Search code examples
splitparallel-processingfastagnu-parallelfastq

Split Fasta file with parallel


I have a long Fasta file (from a processed Fastq file) which I need to split into smaller files. I'm trying to do that using parallel, but I'm not sure how to. I need to split a Fasta file into smaller files, at a maximum size of 700Mb each. My goal is to save each file as {n}.faa, with sequencial numbers for n (01.faa, 02.faa, 03.faa, 04.faa ... 10.faa, 11.faa, 12.faa ... n.faa), each with approximately the same sizes. As far as I read about parallel, I'm thinking this is what I should use:

parallel -a MyFile.fasta --block 700M --pipe-part --recend '\n' --recstart '>' {} > #.faa

I have two questions here, though. First, how do I make it so each file has approximately the same size, so that for an initial file of 1500Mb I won't end with two 700Mb file and one 100Mb file, but three 500Mb file? One idea I had for this was to calculate the number of files needed (original file size / 700, rounding it up), then divide the original size by the number of files needed, and, as the number has been rounded up to an integer, I'd have the block size (less than 700Mb), so I'd be doing something like this:

original_size=$(wc -c MyFile.fasta | sed 's/ .*//')  #get size
number=`expr $original_size / 734003200 + 1`
size=`expr $(wc -c MyFile.fasta) / $number`

With this I can get the size (in bytes) each file should have, to get files with the same size, but all under 700Mb. Is there a simpler way to do this using only the parallel tool?

And what should I do to have each block saved in different files? Is the "{} > #.faa" approach correct? Or would using --cat be more efficient? Also, how do I get the number "#" to be two digits each (01...10)?

Also, if it must split the file into 12 smaller files, but my computer only have 8 cores, will it use 8 cores for 8 files and as it finishes jobs run the remaining 4 jobs, or should I somehow limit my jobs to number of cores?


Solution

  • This will split into files that are around 700 MB (+- the size of a single record). They will be named 1..n:

    parallel -a MyFile.fasta --block 700M --pipe-part --recend '\n' --recstart '>' "cat >{#}"
    

    You cannot easily ask GNU Parallel to make 1500 MB into 3x500 MB instead of 2x700 MB + 1x100MB.

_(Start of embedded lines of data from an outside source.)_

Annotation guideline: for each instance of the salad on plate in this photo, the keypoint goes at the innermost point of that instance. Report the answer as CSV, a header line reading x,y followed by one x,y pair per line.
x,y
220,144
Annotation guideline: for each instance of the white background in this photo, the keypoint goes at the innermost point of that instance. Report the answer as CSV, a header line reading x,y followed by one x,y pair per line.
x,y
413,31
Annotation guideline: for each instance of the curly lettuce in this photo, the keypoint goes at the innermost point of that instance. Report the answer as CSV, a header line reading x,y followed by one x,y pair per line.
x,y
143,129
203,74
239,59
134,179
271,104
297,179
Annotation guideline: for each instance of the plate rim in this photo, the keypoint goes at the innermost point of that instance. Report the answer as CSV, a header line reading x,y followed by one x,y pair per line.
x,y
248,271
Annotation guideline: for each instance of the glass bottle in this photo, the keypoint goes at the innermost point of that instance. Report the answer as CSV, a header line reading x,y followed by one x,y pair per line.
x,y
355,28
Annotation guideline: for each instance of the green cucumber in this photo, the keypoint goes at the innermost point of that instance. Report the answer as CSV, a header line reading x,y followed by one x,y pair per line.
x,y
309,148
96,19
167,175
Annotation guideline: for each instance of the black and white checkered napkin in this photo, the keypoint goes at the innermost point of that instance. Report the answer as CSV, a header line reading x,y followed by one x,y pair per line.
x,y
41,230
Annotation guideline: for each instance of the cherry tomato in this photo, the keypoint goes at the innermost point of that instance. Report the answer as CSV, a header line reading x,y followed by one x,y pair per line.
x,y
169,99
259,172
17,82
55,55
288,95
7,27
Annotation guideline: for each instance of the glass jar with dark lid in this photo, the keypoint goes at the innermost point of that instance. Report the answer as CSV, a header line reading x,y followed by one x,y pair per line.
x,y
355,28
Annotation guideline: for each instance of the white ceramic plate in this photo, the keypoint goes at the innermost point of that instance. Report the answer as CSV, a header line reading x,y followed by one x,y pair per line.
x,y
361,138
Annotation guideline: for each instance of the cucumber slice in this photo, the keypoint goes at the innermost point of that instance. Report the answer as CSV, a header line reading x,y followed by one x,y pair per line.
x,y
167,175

    But you can make GNU Parallel split the file into a given number of files per jobslot. One file per jobslot:

    parallel -a MyFile.fasta --block -1 --pipe-part --recend '\n' --recstart '>' "cat >{#}"
    

    Two files per jobslot:

    parallel -a MyFile.fasta --block -2 --pipe-part --recend '\n' --recstart '>' "cat >{#}"
    

    Number of jobslots is given with -j and defaults to the number of CPU cores.

    To get the names be 01..n you have to pad them with zeros. GNU Parallel does not offer that out of the box, but in the man page in the section on --rpl you are given an example of how to define a replacement string to do just that:

    --rpl '{0#} $f=1+int("".(log(total_jobs())/log(10)));  $_=sprintf("%0${f}d",seq())'
    

    So:

    parallel -a MyFile.fasta --block 700M --pipe-part --recend '\n' --recstart '>' \
      --rpl '{0#} $f=1+int("".(log(total_jobs())/log(10)));  $_=sprintf("%0${f}d",seq())' \
      "cat >{0#}"
    

    If you use {0#} often, you can simply put the --rpl definition in ~/.parallel/config.